Même des scientifiques comme Reck, qui ont critiqué certains des premiers travaux de modélisation, ont déclaré que les recherches avaient clairement montré que le changement climatique était réel. «Je soutiens ce que j'ai dit à John [Perry] il y a plusieurs années:« Je ne pense vraiment pas que nous savons, je pense que nous sommes loin de comprendre le climat », m'a-t-elle dit. «Cela ne signifie pas que nous ne devrions pas limiter tout ce que nous pouvons pour ralentir le rythme du changement. Je pense que nous devons faire cela. Je pense que c'est absolument frivole de ne pas faire ça.

Alors que les débats sur l'exactitude des modèles climatiques se poursuivent, le consensus scientifique est que le changement climatique est réel, et une grande partie du mérite de l'établissement de ce consensus revient à la DARPA - dont le rôle a été en grande partie oublié, à l'exception des scientifiques financés par le programme. et qui a ensuite occupé des postes de premier plan dans la recherche sur le climat.
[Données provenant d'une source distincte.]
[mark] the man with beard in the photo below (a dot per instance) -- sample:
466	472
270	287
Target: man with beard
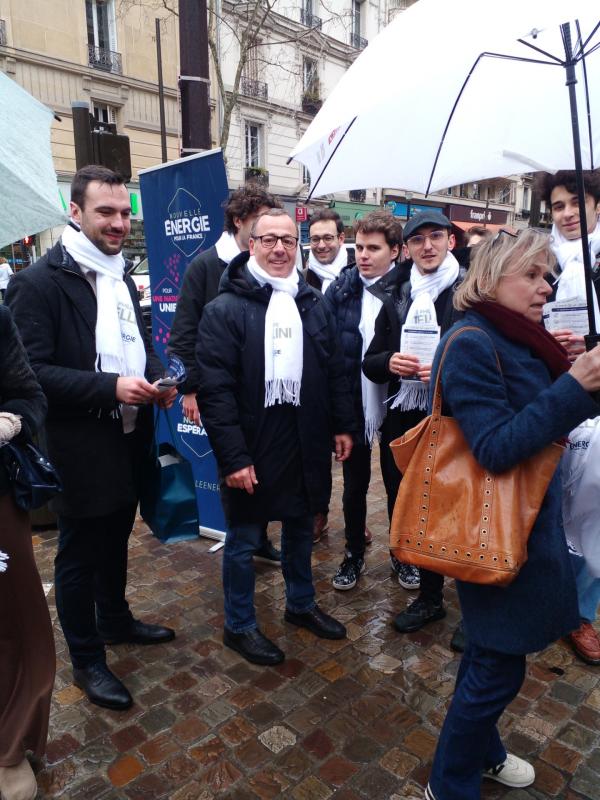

Plus de 40 ans après la fin de Nile Blue, d'anciens responsables de la DARPA tels que Perry et Lukasik se rencontrent encore pour un déjeuner mensuel, où ils se remémorent leurs journées passées dans cette agence pionnière. Lukasik se souvient que Perry lui ait dit: «Tu sais, Steve, le travail a commencé à la DARPA et s'est poursuivi par moi à la National Science Foundation, qui est devenu le fondement de toute la compréhension du réchauffement planétaire.»

Sharon Weinberger est rédactrice en chef du magazine Foreign Policy et ancienne boursière Knight Science Journalism au MIT.